TITUS: Sure. I mean, everything's changed, right? Its 25 years old. There's two things that they should have links to on the archives. One would be the CONNECT 25th anniversary video. The other would be a movie called Something Ventured, which is the early history of the venture capital business. So yes, CONNECT's changed. When Bill passed away... You know, Bill had this great passion for life because he felt that every year was a gift. He had been given a death sentence by cancer and he outlived it by, I don't know, 10, 12, 14 years. But when Bill passed away and CONNECT went through what many of us call a near-death experience, they hired someone to replace Bill. I think it was a bit of an impossible job for anyone. The program financially suffered, as I said, having had a near-death experience, and then a group of people pulled together and we spun CONNECT out of the University, which is probably its most dynamic change. That would've been about 2004, 2005, I guess. Hired Duane Roth to run it. Duane did wonderful things, but different things than Bill. You know, it became a much bigger organization, much broader reach and interest. Tragically, we lost another leader at CONNECT a year ago, and so we have a new leader. We’ll get a new CONNECT. I don't know what it'll exactly look like. At the same time, the other big change is, as I said, CONNECT was the only thing in town. There wasn't Biocom. There wasn't, ComNexus. There certainly were no incubators, accelerators, etc., like we have many of today. There wasn't the Wireless Life Science Alliance. If you were to talk to these, you know, CONNECT and the role CONNECT played had a big impact on either how those organizations were structured or even the... Marco Thompson will tell you that ComNexus, which began life, was a San Diego telecom council, was absolutely inspired by CONNECT. So it spawned its own network.

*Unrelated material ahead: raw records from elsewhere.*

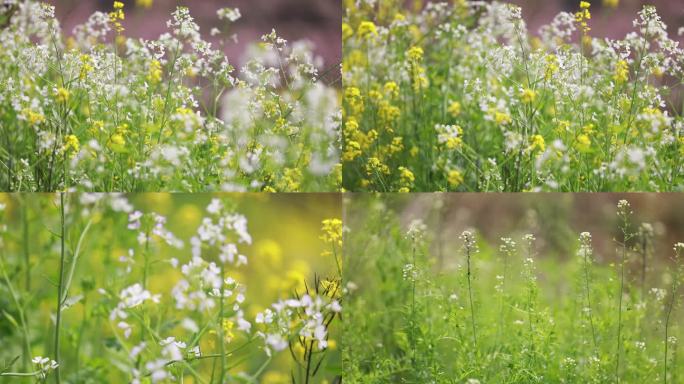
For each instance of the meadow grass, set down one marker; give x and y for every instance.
(97, 288)
(96, 110)
(460, 96)
(503, 312)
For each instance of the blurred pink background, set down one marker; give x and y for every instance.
(316, 20)
(606, 21)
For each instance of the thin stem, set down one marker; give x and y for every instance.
(673, 295)
(586, 288)
(308, 362)
(27, 261)
(622, 283)
(470, 295)
(59, 290)
(22, 316)
(220, 329)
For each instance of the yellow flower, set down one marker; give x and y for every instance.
(621, 72)
(502, 118)
(33, 117)
(392, 89)
(117, 16)
(354, 99)
(374, 165)
(528, 96)
(415, 54)
(86, 66)
(611, 3)
(273, 377)
(414, 151)
(154, 75)
(583, 15)
(347, 31)
(367, 30)
(551, 66)
(71, 145)
(406, 177)
(583, 143)
(454, 108)
(228, 334)
(397, 144)
(454, 178)
(117, 143)
(332, 231)
(144, 3)
(62, 95)
(352, 150)
(537, 143)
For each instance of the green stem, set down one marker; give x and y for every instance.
(622, 283)
(59, 290)
(220, 330)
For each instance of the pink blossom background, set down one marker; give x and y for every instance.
(318, 21)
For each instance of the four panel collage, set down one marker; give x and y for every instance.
(329, 191)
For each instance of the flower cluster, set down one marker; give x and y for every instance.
(103, 111)
(305, 318)
(464, 98)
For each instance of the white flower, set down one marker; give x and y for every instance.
(44, 365)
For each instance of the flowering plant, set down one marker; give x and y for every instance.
(460, 97)
(100, 111)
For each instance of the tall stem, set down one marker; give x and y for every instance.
(59, 289)
(622, 283)
(220, 329)
(586, 288)
(470, 295)
(27, 265)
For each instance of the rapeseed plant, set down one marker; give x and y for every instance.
(479, 103)
(520, 319)
(170, 114)
(125, 298)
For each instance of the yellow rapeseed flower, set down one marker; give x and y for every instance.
(537, 143)
(144, 3)
(454, 108)
(502, 118)
(154, 74)
(332, 231)
(528, 96)
(415, 54)
(391, 88)
(621, 72)
(86, 66)
(347, 31)
(611, 3)
(406, 177)
(583, 143)
(367, 30)
(454, 178)
(116, 16)
(33, 117)
(62, 95)
(71, 145)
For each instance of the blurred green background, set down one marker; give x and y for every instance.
(286, 252)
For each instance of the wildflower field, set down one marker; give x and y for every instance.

CARUSO: So has it, in some ways, become irrelevant now. If there are all these other things that are a bit more focused, and I'm assuming a lot of people are invested in those different organizations, is CONNECT something that's still viable, or has it served its purpose?

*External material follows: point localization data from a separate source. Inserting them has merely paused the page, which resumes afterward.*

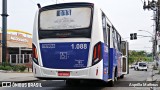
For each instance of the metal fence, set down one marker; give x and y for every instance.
(20, 58)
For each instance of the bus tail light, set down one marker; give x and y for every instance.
(97, 53)
(35, 54)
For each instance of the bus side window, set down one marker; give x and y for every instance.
(113, 36)
(104, 28)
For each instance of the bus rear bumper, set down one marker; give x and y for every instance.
(94, 72)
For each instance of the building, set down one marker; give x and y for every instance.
(19, 46)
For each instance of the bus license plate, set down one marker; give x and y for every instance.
(60, 73)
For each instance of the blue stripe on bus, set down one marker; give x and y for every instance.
(68, 55)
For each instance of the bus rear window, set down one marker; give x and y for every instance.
(66, 18)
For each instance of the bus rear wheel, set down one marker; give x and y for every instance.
(71, 82)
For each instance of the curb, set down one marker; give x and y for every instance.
(19, 81)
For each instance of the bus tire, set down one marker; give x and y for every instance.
(72, 82)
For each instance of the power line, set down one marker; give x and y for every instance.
(142, 1)
(33, 2)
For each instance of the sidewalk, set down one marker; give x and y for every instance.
(156, 76)
(17, 76)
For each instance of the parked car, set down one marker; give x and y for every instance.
(141, 66)
(133, 65)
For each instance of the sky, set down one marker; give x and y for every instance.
(127, 16)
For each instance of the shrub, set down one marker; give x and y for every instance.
(15, 68)
(22, 68)
(5, 68)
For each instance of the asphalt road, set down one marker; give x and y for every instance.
(121, 84)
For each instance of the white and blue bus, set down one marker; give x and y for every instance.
(76, 41)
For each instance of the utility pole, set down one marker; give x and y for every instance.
(153, 5)
(4, 31)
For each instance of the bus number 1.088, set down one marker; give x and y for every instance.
(79, 46)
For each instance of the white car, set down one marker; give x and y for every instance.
(141, 66)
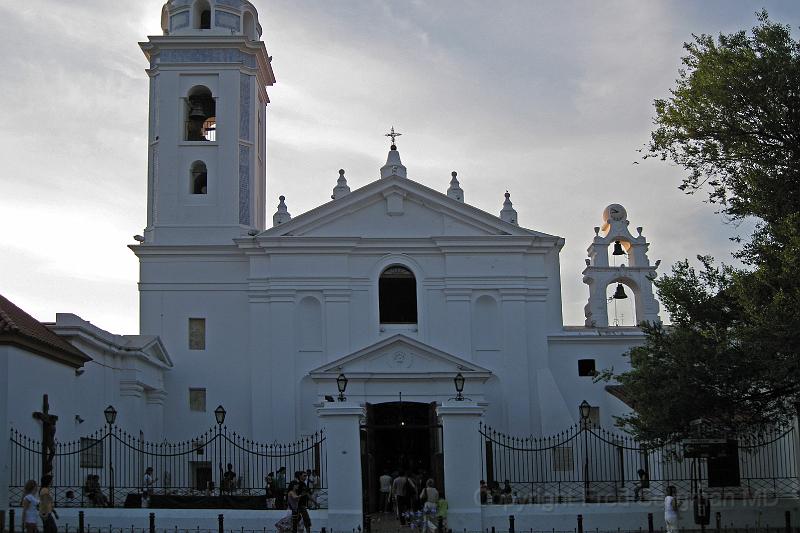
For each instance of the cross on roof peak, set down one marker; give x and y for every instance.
(393, 135)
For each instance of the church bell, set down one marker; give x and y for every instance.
(196, 109)
(619, 294)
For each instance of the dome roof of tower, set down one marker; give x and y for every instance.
(238, 17)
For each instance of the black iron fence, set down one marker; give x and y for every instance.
(108, 468)
(588, 463)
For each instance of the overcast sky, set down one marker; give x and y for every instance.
(548, 99)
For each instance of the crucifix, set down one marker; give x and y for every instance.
(393, 135)
(48, 435)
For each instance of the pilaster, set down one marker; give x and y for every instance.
(462, 465)
(341, 423)
(458, 321)
(5, 452)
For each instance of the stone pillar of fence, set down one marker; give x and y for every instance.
(341, 421)
(5, 451)
(462, 463)
(795, 442)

TITUS: I don't want to answer that question. That's a really big political question. Right now.

CARUSO: It's just interesting to see the trajectory of organizations over time. Right?

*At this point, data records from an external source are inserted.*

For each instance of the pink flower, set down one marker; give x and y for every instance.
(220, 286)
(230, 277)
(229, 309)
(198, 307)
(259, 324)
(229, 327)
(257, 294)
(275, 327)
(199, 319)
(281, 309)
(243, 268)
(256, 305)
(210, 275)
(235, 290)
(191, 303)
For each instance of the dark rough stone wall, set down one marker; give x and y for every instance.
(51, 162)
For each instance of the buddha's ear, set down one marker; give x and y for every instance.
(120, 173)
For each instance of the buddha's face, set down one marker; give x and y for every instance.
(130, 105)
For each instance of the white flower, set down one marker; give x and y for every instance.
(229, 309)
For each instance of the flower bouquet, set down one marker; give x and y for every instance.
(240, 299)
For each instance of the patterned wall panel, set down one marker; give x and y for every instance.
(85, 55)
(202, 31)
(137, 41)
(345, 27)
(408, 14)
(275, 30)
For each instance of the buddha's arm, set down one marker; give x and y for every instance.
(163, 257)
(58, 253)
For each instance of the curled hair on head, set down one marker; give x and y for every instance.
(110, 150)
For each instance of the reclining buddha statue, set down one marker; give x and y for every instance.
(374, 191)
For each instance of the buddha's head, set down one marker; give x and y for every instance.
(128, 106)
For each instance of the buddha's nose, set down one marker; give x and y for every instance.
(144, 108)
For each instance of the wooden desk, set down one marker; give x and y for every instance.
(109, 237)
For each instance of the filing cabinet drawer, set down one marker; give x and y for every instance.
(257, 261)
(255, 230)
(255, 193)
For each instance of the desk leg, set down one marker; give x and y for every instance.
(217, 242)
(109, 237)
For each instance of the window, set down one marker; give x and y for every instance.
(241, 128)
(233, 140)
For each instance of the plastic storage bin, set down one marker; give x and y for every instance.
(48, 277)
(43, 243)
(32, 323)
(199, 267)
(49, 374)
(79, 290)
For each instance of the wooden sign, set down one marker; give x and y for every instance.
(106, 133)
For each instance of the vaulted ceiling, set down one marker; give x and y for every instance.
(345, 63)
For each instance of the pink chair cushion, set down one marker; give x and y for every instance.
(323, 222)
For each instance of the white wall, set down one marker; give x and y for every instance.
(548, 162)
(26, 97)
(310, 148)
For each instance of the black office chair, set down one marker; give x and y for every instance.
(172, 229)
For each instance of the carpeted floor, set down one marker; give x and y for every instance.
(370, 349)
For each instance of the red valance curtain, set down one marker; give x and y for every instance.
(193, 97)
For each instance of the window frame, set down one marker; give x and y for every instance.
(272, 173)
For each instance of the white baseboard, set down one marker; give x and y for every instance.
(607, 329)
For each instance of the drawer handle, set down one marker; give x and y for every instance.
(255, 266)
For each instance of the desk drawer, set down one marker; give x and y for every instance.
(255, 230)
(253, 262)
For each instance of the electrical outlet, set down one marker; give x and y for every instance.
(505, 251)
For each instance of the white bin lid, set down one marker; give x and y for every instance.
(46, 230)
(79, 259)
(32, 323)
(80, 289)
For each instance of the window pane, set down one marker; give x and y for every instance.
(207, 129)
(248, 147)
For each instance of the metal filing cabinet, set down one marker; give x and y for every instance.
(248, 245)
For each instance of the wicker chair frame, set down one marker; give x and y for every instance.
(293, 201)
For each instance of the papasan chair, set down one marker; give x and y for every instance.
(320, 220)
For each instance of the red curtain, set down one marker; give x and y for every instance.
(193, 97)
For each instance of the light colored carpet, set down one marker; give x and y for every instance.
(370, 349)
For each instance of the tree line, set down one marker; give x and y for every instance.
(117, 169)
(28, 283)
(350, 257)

TITUS: Yes. That answer’s not clear yet.

CARUSO: So coming to San Diego, and becoming part of CONNECT, meeting with a lot of the startups here, did you begin to develop a greater interest in, or a specialization in, one type of company? Sorry, one sector that you were interested in more than –?

TITUS: No, not particularly. I mean, you know some of the early investments I did down here for both my fund and then as a consultant to a couple funds, we've done scientific computer systems, which was what its name implied. A company called Primary Access, which was in the telecom space. Medication delivery devices, which was an infusion pump company. Idec Pharmaceuticals. So this was still back when, in the venture business, you could do a little bit of everything. As time went on and for a variety of reasons over the last 14 years, most of my investing has been around software. But certainly, I don't think you could make a go of it in San Diego in the early ‘90s being a specialist in just one field. Jim Berglund at Enterprise did biotech, did a battery company, did software, and did a little bit of everything. Bob Jaffe at Sereno did a little bit of everything. So I think that there was not enough volume of activity to say, “I'm just doing this.”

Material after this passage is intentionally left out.